Año
1540, una familia de campesinos vivía felizmente no muy lejos de una
pequeña aldea. No tenían grandes riquezas pero se tenían los unos
a los otros, y eso podía con cualquier cosa. La familia se componía
de los abuelos maternos, Melchor y Catalina, después estaban los
padres Francisco y Carmen, y cinco hermanos de la cual yo era la
mayor de todos.
Los
días empezaban muy temprano, había mucho trabajo por hacer,
teníamos que ordeñar a los animales, limpiar los establos, cultivar
los campos, y muchas cosas más, pues de ello dependía el bienestar
familiar. Yo tan solo contaba con 16 años, pero tenía unas grandes
responsabilidades de adulto. Pero no me importaba porque yo adoraba a
mis hermanos, de menor a mayor estaban, Nicolás, Candela, Máximo,
Alba y finalmente yo. Yo tenía especial predilección por la pequeña
Candela, tan solo contaba con 4 añitos, pero era tan dulce
despertarme junto a ella todos los días… me seguía a todas partes
con esa carita sonrosada, sus rizos rubios como el trigo, sus ojos
verdes de gatita, era mi pequeña adorada.
Un
día llegó una siniestra comitiva a nuestras tierras, nos pidieron
agua, comida y cobijo. Nosotros, como buenos cristianos, les
ofrecimos todo lo que pudimos, lo cual no eran mucho. La abuela
Catalina mató a una gallina y preparó un buen caldo para agasajar a
los visitantes. Iban más tapados de lo normal, pero según pasaban
los minutos nos dimos cuenta de que estaban heridos, tenían heridas
pululando y eran muy desagradables a la vista. Preguntamos qué les
ocurría, y nos dijeron que en su aldea había mucha gente afectada,
que la guardia real lo quemó todo y ellos salieron huyendo. Al resto
de la aldea masacrada, se los llevaron Dios sabe dónde, pues tenían
esa extraña enfermedad: la peste.
Mis
abuelos y mis padres se miraron entre ellos, temiendo por lo que
estaban escuchando y les pidieron muy amablemente que terminaran la
sopa y continuaran su camino, temiendo que no fuera demasiado tarde
para verse afectados por la terrible enfermedad. Cuando salieron de
casa intentamos quemar y desinfectar con el jabón que hacia la
abuela Catalina todo lo que habían tocado, y pensamos que ya estaba
todo solucionado con la limpieza.
¡Horror!
Al cabo de unos días la niña de mis ojos, mi pequeña Candela, me
enseñó su pequeña manita en la que aparecían unas pequeñas
erupciones… ¡Dios mío, no por favor! ¿Por qué a Candela? ¿Por
qué no a mí? Sabiendo de la gravedad de la enfermedad decidimos
aislar a la pequeña para no poner en peligro a la familia y
rápidamente me ofrecí voluntaria para cuidar de ella, yo tenía
pánico de contagiarme de esa asquerosa enfermedad, pero más
terrible era pensar que podía perder a mi ángel encarnado.
Pasaban
los días, mi pequeña hermanita iba enfermando, tenía unas fiebres
muy altas, su piel se iba deshaciendo, se le caía a trocitos, no
podía soportarlo, yo la acurrucaba entre mis brazos, le daba todo el
amor que podía, milagrosamente yo no estaba contagiada pero no me
atrevía a entrar en casa por precaución.

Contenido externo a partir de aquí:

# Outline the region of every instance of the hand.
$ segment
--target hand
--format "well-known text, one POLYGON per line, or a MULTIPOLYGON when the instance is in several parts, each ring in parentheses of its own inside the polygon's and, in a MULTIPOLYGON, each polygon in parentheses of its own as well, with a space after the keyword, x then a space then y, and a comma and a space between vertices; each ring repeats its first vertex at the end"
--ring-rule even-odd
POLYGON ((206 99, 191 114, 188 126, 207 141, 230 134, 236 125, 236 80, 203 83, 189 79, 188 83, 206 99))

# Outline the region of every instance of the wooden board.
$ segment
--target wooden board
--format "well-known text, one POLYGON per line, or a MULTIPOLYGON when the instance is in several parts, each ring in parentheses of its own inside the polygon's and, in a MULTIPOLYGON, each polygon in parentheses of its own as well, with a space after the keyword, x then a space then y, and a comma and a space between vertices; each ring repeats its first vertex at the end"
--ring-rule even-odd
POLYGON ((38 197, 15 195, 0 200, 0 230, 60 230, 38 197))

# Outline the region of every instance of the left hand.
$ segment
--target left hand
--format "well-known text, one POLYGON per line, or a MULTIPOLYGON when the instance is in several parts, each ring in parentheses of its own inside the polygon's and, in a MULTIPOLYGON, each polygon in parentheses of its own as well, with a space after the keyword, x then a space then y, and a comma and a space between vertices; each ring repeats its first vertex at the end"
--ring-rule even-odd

Finalmente mi hermana cayó
en una somnolencia continua debido a la fiebre y una noche de
tormenta dejó de respirar entre mis brazos, no podía soportar tanto
dolor, eran como puñaladas, estaba dispuesta a sacrificarme por mi
hermana, pero no puede hacer nada más por ella. Murió entre mis
brazos y, con ella, una parte de mí.